Brakuje siły w bolących palcach
pełno snu wszędzie ale nie zbawia
noc winą kruszy drobiny nieba
w tych okruszynach nie boli przebacz
płynie w podobne a tydzień mieli
te same rzeczy na siedem dzielisz
ale się nie śpiesz i naucz chwile
jak znaleźć siebie w setkach pomyleń
co tkają z obaw misterną siatkę
będzie świadomiej i trochę łatwiej
kołuje nad tym stos jakiś planów
innych niż bzdury prosto z ekranu
w stercie pomysłów niewiarygodnie
szary dzień pęka w mroku za oknem
noc przyczajona snem mocno gniecie
rytm wszelkich obaw zaśnie po trzeciej
ale już rankiem może coś zmienić
kiedy nieznane z ponad przestrzeni
powie ci jak masz iść w stronę słońca
dosyć radośnie myśląc o końcach
_________________ " Każdy dzień to takie małe życie "

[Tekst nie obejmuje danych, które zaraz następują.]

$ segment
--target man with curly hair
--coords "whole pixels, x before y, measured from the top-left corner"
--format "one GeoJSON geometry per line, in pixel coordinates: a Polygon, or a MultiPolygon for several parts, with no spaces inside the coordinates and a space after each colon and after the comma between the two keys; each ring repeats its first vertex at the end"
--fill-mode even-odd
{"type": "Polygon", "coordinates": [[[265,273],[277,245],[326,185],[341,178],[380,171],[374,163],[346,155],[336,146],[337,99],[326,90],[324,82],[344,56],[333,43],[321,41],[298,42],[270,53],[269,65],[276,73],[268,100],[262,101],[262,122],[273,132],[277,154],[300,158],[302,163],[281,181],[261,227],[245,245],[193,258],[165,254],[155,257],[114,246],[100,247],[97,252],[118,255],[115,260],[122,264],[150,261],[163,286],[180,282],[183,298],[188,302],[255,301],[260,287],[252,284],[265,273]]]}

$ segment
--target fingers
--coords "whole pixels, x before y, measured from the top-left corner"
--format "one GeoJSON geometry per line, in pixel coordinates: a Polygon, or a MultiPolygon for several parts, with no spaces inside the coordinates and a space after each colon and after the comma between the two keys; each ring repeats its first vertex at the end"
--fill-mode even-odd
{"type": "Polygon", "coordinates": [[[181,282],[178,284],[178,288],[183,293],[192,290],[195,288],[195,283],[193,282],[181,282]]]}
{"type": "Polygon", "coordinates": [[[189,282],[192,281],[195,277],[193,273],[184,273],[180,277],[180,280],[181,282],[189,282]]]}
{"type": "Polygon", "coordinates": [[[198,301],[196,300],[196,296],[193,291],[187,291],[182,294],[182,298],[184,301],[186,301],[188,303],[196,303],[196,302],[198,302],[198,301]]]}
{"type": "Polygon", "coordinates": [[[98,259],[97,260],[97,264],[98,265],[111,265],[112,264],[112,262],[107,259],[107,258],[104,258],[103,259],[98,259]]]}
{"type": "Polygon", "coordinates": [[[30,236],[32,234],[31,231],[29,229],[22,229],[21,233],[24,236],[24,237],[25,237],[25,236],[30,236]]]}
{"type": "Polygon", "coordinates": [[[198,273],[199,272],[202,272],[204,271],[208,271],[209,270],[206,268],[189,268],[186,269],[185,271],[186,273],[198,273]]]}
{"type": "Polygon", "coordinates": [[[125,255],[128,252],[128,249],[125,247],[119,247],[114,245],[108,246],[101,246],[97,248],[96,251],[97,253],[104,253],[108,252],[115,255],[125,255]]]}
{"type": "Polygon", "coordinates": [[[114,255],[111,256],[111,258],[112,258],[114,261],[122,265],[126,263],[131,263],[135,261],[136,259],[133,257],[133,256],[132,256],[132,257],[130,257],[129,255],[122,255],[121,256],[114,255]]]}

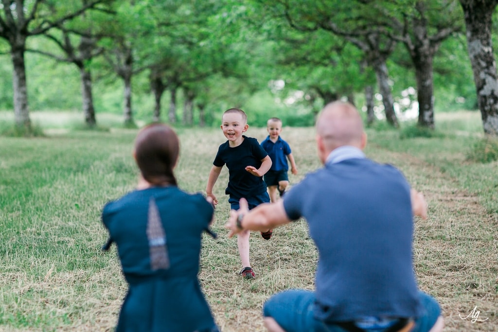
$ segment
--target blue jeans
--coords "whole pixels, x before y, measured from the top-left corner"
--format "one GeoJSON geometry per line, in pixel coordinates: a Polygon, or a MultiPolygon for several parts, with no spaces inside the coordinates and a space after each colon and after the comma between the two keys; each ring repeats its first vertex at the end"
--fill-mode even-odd
{"type": "MultiPolygon", "coordinates": [[[[439,305],[434,298],[419,292],[420,301],[425,312],[415,320],[412,332],[427,332],[441,315],[439,305]]],[[[291,290],[277,293],[263,306],[263,315],[271,317],[287,332],[345,332],[346,330],[333,323],[326,323],[315,318],[313,305],[315,294],[311,291],[291,290]]],[[[382,332],[382,330],[365,330],[382,332]]]]}
{"type": "MultiPolygon", "coordinates": [[[[263,203],[268,203],[270,202],[270,197],[268,195],[267,192],[264,192],[259,195],[255,196],[249,196],[244,197],[248,201],[248,205],[249,206],[249,210],[252,210],[258,205],[263,203]]],[[[230,209],[233,210],[238,210],[240,209],[239,205],[239,200],[240,198],[236,198],[232,196],[228,199],[228,203],[230,203],[230,209]]]]}

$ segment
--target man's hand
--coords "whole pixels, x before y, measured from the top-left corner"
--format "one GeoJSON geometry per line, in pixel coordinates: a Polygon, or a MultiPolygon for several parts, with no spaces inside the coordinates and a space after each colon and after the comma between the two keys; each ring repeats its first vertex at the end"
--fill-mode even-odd
{"type": "MultiPolygon", "coordinates": [[[[239,216],[241,216],[241,218],[243,219],[244,216],[249,212],[249,206],[245,198],[241,198],[239,201],[239,204],[240,206],[240,208],[238,210],[230,210],[230,217],[225,225],[226,228],[230,230],[228,233],[229,237],[232,237],[236,234],[244,230],[243,225],[242,228],[237,226],[237,219],[239,218],[239,216]]],[[[242,220],[240,221],[242,223],[242,220]]]]}
{"type": "Polygon", "coordinates": [[[424,197],[424,194],[415,189],[410,191],[411,199],[411,210],[414,216],[418,216],[422,219],[427,219],[427,209],[429,205],[424,197]]]}
{"type": "Polygon", "coordinates": [[[206,194],[206,199],[208,200],[210,203],[213,206],[213,207],[215,209],[216,208],[216,206],[218,205],[218,200],[216,199],[216,196],[213,193],[211,194],[206,194]]]}
{"type": "Polygon", "coordinates": [[[255,176],[263,176],[263,174],[262,174],[261,172],[259,171],[259,170],[257,169],[254,166],[246,166],[246,170],[255,176]]]}

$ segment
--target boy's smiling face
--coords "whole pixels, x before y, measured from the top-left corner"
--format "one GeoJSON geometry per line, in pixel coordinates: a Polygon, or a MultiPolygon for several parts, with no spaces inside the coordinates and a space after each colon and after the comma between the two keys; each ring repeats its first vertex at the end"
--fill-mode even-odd
{"type": "Polygon", "coordinates": [[[249,128],[240,113],[226,113],[222,117],[221,129],[230,146],[237,146],[242,143],[242,133],[247,131],[249,128]]]}
{"type": "Polygon", "coordinates": [[[270,135],[270,138],[277,139],[282,131],[282,122],[269,120],[266,123],[266,130],[270,135]]]}

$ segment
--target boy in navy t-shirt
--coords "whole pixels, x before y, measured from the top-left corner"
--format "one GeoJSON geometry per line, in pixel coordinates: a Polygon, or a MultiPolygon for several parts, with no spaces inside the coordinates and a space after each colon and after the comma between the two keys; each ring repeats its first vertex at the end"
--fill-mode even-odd
{"type": "MultiPolygon", "coordinates": [[[[227,110],[222,117],[221,126],[228,140],[218,148],[209,172],[206,195],[213,199],[215,205],[218,204],[213,188],[223,166],[226,165],[229,178],[225,194],[230,195],[228,202],[232,210],[239,210],[239,201],[242,198],[248,200],[249,209],[269,202],[262,176],[271,166],[271,159],[257,140],[242,134],[249,127],[246,113],[239,109],[227,110]]],[[[271,233],[272,230],[268,229],[261,231],[261,235],[268,240],[271,233]]],[[[254,273],[249,261],[249,231],[240,233],[237,245],[243,266],[240,274],[245,278],[252,279],[254,273]]]]}
{"type": "Polygon", "coordinates": [[[282,120],[278,117],[269,119],[266,122],[266,130],[268,137],[261,142],[261,146],[268,153],[272,163],[271,167],[263,178],[268,186],[270,199],[274,203],[277,201],[277,190],[281,197],[289,185],[289,177],[287,175],[289,164],[287,159],[290,162],[290,170],[294,175],[297,174],[297,167],[290,146],[280,136],[282,132],[282,120]]]}

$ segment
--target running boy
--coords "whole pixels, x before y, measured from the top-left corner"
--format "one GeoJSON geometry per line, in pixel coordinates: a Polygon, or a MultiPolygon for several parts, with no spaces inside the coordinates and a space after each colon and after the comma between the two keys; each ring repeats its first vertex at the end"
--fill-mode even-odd
{"type": "Polygon", "coordinates": [[[290,151],[290,147],[287,142],[280,136],[282,132],[282,120],[278,117],[272,117],[266,122],[268,137],[261,142],[261,146],[268,153],[271,159],[271,167],[264,175],[264,182],[268,186],[271,203],[277,201],[277,189],[281,197],[289,185],[289,177],[287,172],[289,165],[287,159],[290,162],[290,170],[295,175],[297,174],[297,167],[294,161],[294,157],[290,151]],[[287,158],[286,158],[287,157],[287,158]]]}
{"type": "MultiPolygon", "coordinates": [[[[247,115],[242,110],[230,109],[222,117],[221,129],[228,140],[220,145],[209,172],[206,194],[213,199],[215,205],[218,200],[213,188],[226,164],[229,173],[228,185],[225,194],[230,195],[228,202],[232,210],[240,208],[239,200],[247,198],[249,209],[261,203],[268,203],[270,198],[262,176],[271,166],[271,159],[255,138],[248,137],[243,133],[247,131],[247,115]]],[[[271,237],[271,229],[261,232],[265,240],[271,237]]],[[[239,274],[246,279],[254,277],[254,271],[249,262],[249,231],[239,233],[237,245],[243,269],[239,274]]]]}

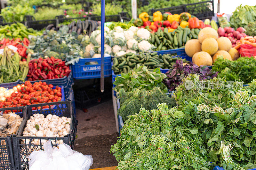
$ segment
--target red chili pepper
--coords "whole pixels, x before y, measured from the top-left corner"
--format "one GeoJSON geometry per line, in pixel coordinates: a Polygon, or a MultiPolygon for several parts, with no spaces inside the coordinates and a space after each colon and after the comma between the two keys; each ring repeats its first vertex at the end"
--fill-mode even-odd
{"type": "Polygon", "coordinates": [[[33,65],[34,65],[34,69],[37,69],[37,64],[36,63],[33,63],[33,65]]]}
{"type": "Polygon", "coordinates": [[[41,71],[41,70],[40,70],[38,69],[37,70],[38,70],[38,72],[40,74],[40,76],[42,77],[42,78],[43,79],[47,79],[47,78],[48,78],[47,76],[46,76],[44,73],[42,73],[42,71],[41,71]]]}
{"type": "Polygon", "coordinates": [[[53,62],[52,62],[52,61],[48,57],[46,60],[47,60],[47,62],[50,65],[52,65],[53,64],[53,62]]]}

ale już rankiem może coś zmienić
kiedy nieznane z ponad przestrzeni
powie ci jak masz iść w stronę słońca
dosyć radośnie myśląc o końcach
Mam wrażenie, że od tych słów każdy z nas powinien rozpoczynać swoje życie. Bo chyba najbardziej boli odejście, jakiekolwiek by nie było.